Note 3
Financial statements - Notes to the consolidated financial statements
3 Significant accounting policies
Changes in accounting policies
Rent during construction periods
Rental costs associated with operating leases and certain
executory costs (such as property taxes, insurance and
common area maintenance costs) that are incurred during
a construction period are recognized as operating expenses
as of 2006 whereas previously these costs were capitalized.
This change in accounting policy, which Ahold has applied
prospectively from the earliest date practicable, led to a
decrease of net income of EUR 11 and EUR 14 for 2005 and
2004, respectively, and a decrease of equity attributable to
common shareholders of EUR 24 as of December 28, 2003.
Financial guarantee contracts
As of 2006, issuers of certain financial guarantee contracts
are required under IAS 39 "Financial Instruments:
Recognition and Measurement" to include a liability in their
balance sheets representing the fair value of the guarantee
issued. Previously, these guarantees were off-balance sheet
commitments. This change in accounting policy, which
Ahold has applied retrospectively, had a negligible impact on
net income and equity attributable to common shareholders.
In the aggregate, these changes in accounting policies had
a negative impact of EUR 0.01 on basic and diluted net
income per share for both 2005 and 2004.
Consolidation
The consolidated financial statements incorporate the
financial statements of the Company and its subsidiaries.
Subsidiaries are entities over which the Company has
control.

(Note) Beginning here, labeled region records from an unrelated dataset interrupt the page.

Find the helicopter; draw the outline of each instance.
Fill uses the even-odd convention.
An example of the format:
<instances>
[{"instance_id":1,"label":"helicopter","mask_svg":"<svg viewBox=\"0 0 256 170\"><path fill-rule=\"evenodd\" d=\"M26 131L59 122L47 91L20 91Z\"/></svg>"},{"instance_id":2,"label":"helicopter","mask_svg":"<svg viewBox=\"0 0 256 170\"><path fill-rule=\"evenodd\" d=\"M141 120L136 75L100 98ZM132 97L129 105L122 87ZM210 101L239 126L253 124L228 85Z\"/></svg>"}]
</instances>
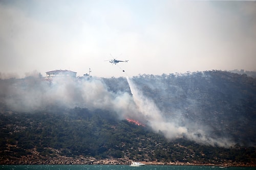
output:
<instances>
[{"instance_id":1,"label":"helicopter","mask_svg":"<svg viewBox=\"0 0 256 170\"><path fill-rule=\"evenodd\" d=\"M110 55L112 56L111 54L110 54ZM124 60L124 61L117 60L116 60L115 58L113 58L113 59L111 60L105 60L105 61L109 61L110 63L112 63L112 64L115 64L115 65L116 65L116 64L118 63L119 62L125 62L127 63L129 60Z\"/></svg>"},{"instance_id":2,"label":"helicopter","mask_svg":"<svg viewBox=\"0 0 256 170\"><path fill-rule=\"evenodd\" d=\"M121 60L117 60L114 59L106 60L106 61L109 61L110 63L112 63L112 64L115 64L115 64L118 63L119 62L126 62L127 63L128 62L128 61L129 61L129 60L121 61Z\"/></svg>"}]
</instances>

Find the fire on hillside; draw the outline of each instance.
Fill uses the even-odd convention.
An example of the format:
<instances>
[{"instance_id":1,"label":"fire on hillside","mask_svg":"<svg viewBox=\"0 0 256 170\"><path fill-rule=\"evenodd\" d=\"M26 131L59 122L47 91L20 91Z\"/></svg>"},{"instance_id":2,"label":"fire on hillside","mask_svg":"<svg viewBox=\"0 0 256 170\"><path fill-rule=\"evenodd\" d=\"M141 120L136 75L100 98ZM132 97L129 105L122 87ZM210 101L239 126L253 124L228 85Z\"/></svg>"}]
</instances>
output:
<instances>
[{"instance_id":1,"label":"fire on hillside","mask_svg":"<svg viewBox=\"0 0 256 170\"><path fill-rule=\"evenodd\" d=\"M128 121L130 123L134 124L135 124L136 125L138 125L138 126L143 126L143 127L145 127L145 125L140 123L138 120L134 120L134 119L132 119L131 118L126 118L126 120Z\"/></svg>"}]
</instances>

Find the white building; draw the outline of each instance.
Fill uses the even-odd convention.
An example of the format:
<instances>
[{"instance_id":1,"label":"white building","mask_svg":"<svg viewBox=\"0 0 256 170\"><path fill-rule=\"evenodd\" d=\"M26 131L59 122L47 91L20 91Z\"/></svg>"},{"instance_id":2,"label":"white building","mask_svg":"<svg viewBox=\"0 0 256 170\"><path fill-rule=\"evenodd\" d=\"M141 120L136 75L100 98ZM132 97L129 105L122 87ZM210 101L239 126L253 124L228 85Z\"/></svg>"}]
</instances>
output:
<instances>
[{"instance_id":1,"label":"white building","mask_svg":"<svg viewBox=\"0 0 256 170\"><path fill-rule=\"evenodd\" d=\"M65 70L55 70L46 72L46 79L52 79L53 78L76 78L76 72Z\"/></svg>"}]
</instances>

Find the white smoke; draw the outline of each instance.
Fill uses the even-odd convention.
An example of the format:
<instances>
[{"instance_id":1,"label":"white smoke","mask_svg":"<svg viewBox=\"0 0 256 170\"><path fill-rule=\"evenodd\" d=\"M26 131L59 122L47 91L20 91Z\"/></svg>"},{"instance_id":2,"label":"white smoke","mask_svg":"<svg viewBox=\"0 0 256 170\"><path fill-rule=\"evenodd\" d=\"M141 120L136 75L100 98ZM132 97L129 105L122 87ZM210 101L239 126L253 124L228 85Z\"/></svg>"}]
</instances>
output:
<instances>
[{"instance_id":1,"label":"white smoke","mask_svg":"<svg viewBox=\"0 0 256 170\"><path fill-rule=\"evenodd\" d=\"M126 79L132 95L128 92L110 91L102 80L97 78L80 81L55 79L51 82L33 77L0 80L0 102L18 111L44 110L51 106L111 110L120 119L138 120L170 139L186 137L198 143L223 147L233 144L226 138L210 137L210 127L186 120L181 113L179 117L166 118L166 114L143 95L132 80Z\"/></svg>"},{"instance_id":2,"label":"white smoke","mask_svg":"<svg viewBox=\"0 0 256 170\"><path fill-rule=\"evenodd\" d=\"M164 114L156 106L152 100L145 98L136 88L129 77L126 77L139 112L144 115L147 119L147 125L155 132L161 131L165 136L170 139L185 137L198 143L221 147L228 147L234 144L230 139L226 138L214 139L208 135L209 127L202 127L196 124L187 123L182 126L181 121L177 118L168 119L164 117ZM184 121L186 122L186 121Z\"/></svg>"}]
</instances>

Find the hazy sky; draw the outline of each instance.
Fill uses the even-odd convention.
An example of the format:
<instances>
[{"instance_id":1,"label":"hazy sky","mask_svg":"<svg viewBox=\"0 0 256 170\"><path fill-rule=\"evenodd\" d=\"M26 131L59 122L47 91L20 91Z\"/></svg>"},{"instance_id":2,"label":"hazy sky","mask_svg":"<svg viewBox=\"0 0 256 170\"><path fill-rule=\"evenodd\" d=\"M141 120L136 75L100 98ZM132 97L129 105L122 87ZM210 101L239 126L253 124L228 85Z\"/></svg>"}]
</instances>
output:
<instances>
[{"instance_id":1,"label":"hazy sky","mask_svg":"<svg viewBox=\"0 0 256 170\"><path fill-rule=\"evenodd\" d=\"M129 61L112 65L110 54ZM89 68L104 77L255 70L256 2L0 0L2 77Z\"/></svg>"}]
</instances>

Control is the power to govern the financial and
operating policies, generally accompanying a shareholding
of more than one-half of the voting rights. The existence and
effect of potential voting rights that are currently exercisable
or convertible are considered when assessing whether the
Company controls another entity. Subsidiaries are fully
consolidated from the date that control commences until
the date that control ceases. All intra-group transactions,
balances, income and expenses are eliminated upon
consolidation. Unrealized losses on intra-group transactions
are eliminated unless the transaction provides evidence of
an impairment of the assets transferred.
Minority interests are recorded in the consolidated balance
sheets and the consolidated statements of operations for
the minority shareholders' share in the net assets and the
income or loss of subsidiaries, respectively. The interest of
minority shareholders in an acquired subsidiary is initially
measured at the minority interest's proportion of the net
fair value of the assets, liabilities and contingent
liabilities recognized. For 2006, 2005 and 2004, the minority
interests in the net assets and net income of subsidiaries
mainly relate to the minority shareholders' interest in
Schuitema N.V. ("Schuitema"), in which Ahold has a
73.2 percent interest. Schuitema applies the structure
regime (governance rules applicable to large companies
in the Netherlands). Ahold, as the majority shareholder,
controls all resolutions at the general meeting of
shareholders and has representation on the Supervisory
Board of Schuitema. Based on these rights, Ahold has
effective control over Schuitema and, accordingly,
Schuitema has been consolidated for all years presented.
Foreign currency translation
The financial statements of each subsidiary are prepared
in its functional currency, which is determined based on the
primary economic environment in which such subsidiary
operates. Transactions in foreign currencies are recorded
at the rates of exchange prevailing at the transaction dates.
At each balance sheet date, monetary items denominated in
foreign currencies are translated into the entity's functional
currency at the then prevailing rates. Exchange differences
arising on the settlement of monetary items, and on the
translation of monetary items, are included in net income for
the period. Goodwill and fair value adjustments arising on
the acquisition of a foreign entity are considered as assets
and liabilities denominated in the functional currency of the
foreign entity.
Upon consolidation, the assets and liabilities of subsidiaries
with a functional currency other than the euro are translated
into euros using exchange rates prevailing at the balance
sheet date. Income and expense items are translated at the
average exchange rates for the respective periods. Exchange
rate differences arising on consolidation are included in
group equity, in the currency translation reserve.
Intercompany loans to and from foreign entities for which
settlement is neither planned nor likely to occur in the
foreseeable future are considered to increase or decrease
the net investment in that foreign entity and the exchange
rate differences relating to these loans are therefore also
included in group equity, in the currency translation reserve.
On the disposal of a foreign operation, in part or in full, the
related cumulative exchange rate difference that was
included in group equity is transferred to the consolidated
statements of operations.
Segmentation
Ahold has determined its reportable segments based on
its internal reporting practices and on how the Company's
management evaluates the performance of operations
and allocates resources. A business segment is a group
of assets and operations engaged in providing products
or services that are subject to risks and returns that are
different from those of other business segments.
A geographical segment is a group of assets and operations
engaged in providing products or services within a particular
economic environment that are subject to risks and
returns that are different from segments operating in other
economic circumstances.
Performance of the segments is evaluated against several
measures, of which operating income is the most important.
Intersegment sales are executed under normal commercial
terms and conditions that would also be available to
unrelated third parties. Net sales are attributed to countries
based on the location of the store or distribution location.